The National Payment Corporation of India, on November 22nd 2010, launched Interbank Mobile Payment Service (IMPS) in India, with seven Banks enabling transfer of funds using mobile phones. The participating banks include some of the largest banks in India: State Bank of India, ICICI Bank, Union Bank of India, Bank of India, Yes Bank, Axis Bank and HDFC Bank. The IMPS service will operate as back-end for the banks allowing them to offer a real-time money transfer facility to customers.
Interbank money transfer via mobile phones holds much promise – of being the system that will push up usage of mobile payments in India, and bring draw more Indians into the banking system. So far, Mobile payments have failed to take off in India: according to a speech given by RBI Deputy Governor Shyamala Gopinath, despite 40 banks being allowed to do mobile banking, India’s mobile banking customer base was 0.887 million at the end of September 30th 2010, albeit, up from 0.616 million at the end of August 2010. India reported 0.49 million transactions of value Rs. 44 crores for September 2010, which works out to an average of Rs. 897.95 per transaction. Gopinath didn’t mention the median transaction size, but frankly, the lower the average and the median transaction size, the better: for us, it would serve as an indication that mobile payments are being used for everyday payments. So far, it doesn’t appear to be the case. The customer base is still very small.
Details of Interbank Mobile Payments, from NCPI’s website:
– Need A Bank Account: Both the sender and receiver needs to have a bank account, with any of the seven banks that are participating in IMPS. The sender needs to enroll for Mobile Banking Service with the bank.
– Mobile Money ID: The recipient needs to register his mobile number with the bank where the account is maintained, and have a valid Mobile Money ID (MMID). The Mobile Money Identifier (MMID) is a seven digit random number issued by the bank upon registration, and a customer can have more than one account linked to the mobile number – each account will have a separate MMID.
– Cost: Till 31st March 2011, NPCI will be providing the service to the member banks free of charges, after which there will be a switching fee of Rs. 0.25 per transaction. The banks may levy a fee over and above this, which is probably going to determine whether it’s worth it for customers to use the mobile payments service or not.

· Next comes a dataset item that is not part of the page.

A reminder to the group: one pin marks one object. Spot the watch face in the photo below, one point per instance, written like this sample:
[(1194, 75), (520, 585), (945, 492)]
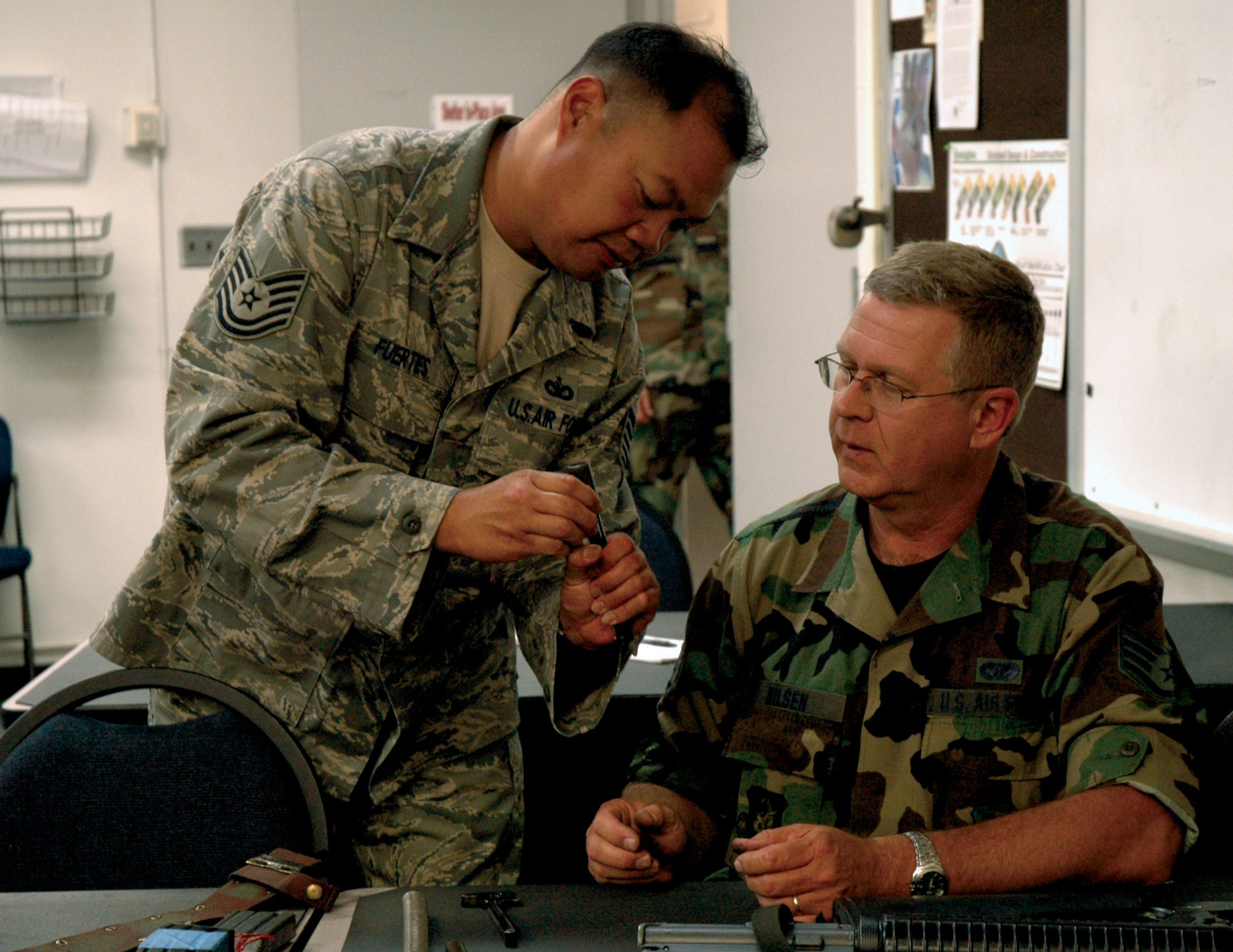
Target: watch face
[(932, 884)]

– Real Time? According to IMPS, the funds should be transferred within 15-30 seconds.
– Medium: It’s up to banks to choose their medium – SMS, USSD, mobile application etc, as long as they stick to RBI’s mobile banking guidelines
– How to transfer:
Step 1: Remitter sends instruction from his/her mobile through his/her bank provided application or SMS. The remitter can only use a registered mobile number for remitting.
Step 2: Remitting bank validates the details of the remitter and debits his/ her account. This transaction is sent by the remitting bank to NPCI.
Step 3: Transaction is passed by NPCI to the beneficiary bank. Beneficiary Bank validates the details of the beneficiary customer, credits the account, sends confirmation NPCI about transaction status and sends a sms to the beneficiary customer informing him of the credit.
Step 4: NPCI sends the transaction status to remitting bank which in turn informs the status of the transaction to the Remitter.
Step 5: Remitting bank send a sms confirmation of the transaction to the remitting customer.
Note that if either the MMID, the registered mobile number or MPIN is incorrect, the transaction will be declined. If the transaction is not completed, the reversal of the remitters funds will happen immediately, or in case of reconciliation delays, the next working day.
– Transaction limits: same as that for mobile payments – a daily cap of Rs. 50,000 per customer per day for fund transfer and purchase of goods and services for encrypted transactions, and Rs. 1000 for transactions without end-to-end encryption.
Until the launch of IMPS, Banks were using the NEFT service, wherein transactions are processed and settled in batches, and only during working hours of the RTGS system. What’s particularly interesting is that IMPS rides on the existing Interbank ATM transaction switching infrastructure and the message format, which has 51 member banks. Perhaps we should expect more banks to adopt IMPS?
Inter-Mobile Operator Payments Next?
In her speech, Gopinath also said that while India has adopted a bank-led model for mobile payments, there is need for mobile operators and banks to partner, rather than compete. Because India, unlike in Kenya and Philippines, has a number of mobile service providers (MSPs) and a huge base of mobile subscribers, “To have an efficient mobile based payment and remittance system would require inter-MSP payment services…Facilitating this would require the setting up of a clearing and settlement arrangement for such non-bank operators,” she said. Gopinath believes that the IMPS system is a an important pre requisite for the product to scale up (to allow Inter Mobile Operator Payments), given that Bharti Airtel has already received a prepaid cards license, and another telecom operator (Vodafone, is our guess), has an application pending.
Frankly, the number of numbers to remember is a big issue. For banking transactions, now you’ll need to remember an MMID, MPIN, apart from an IPIN for Internet banking, and a PIN number for ATM transactions. If technology is meant to make the medium of accessing services irrelevant, and the services themselves ubiquitious across platforms, then why can’t there be a ubiquitous PIN as well?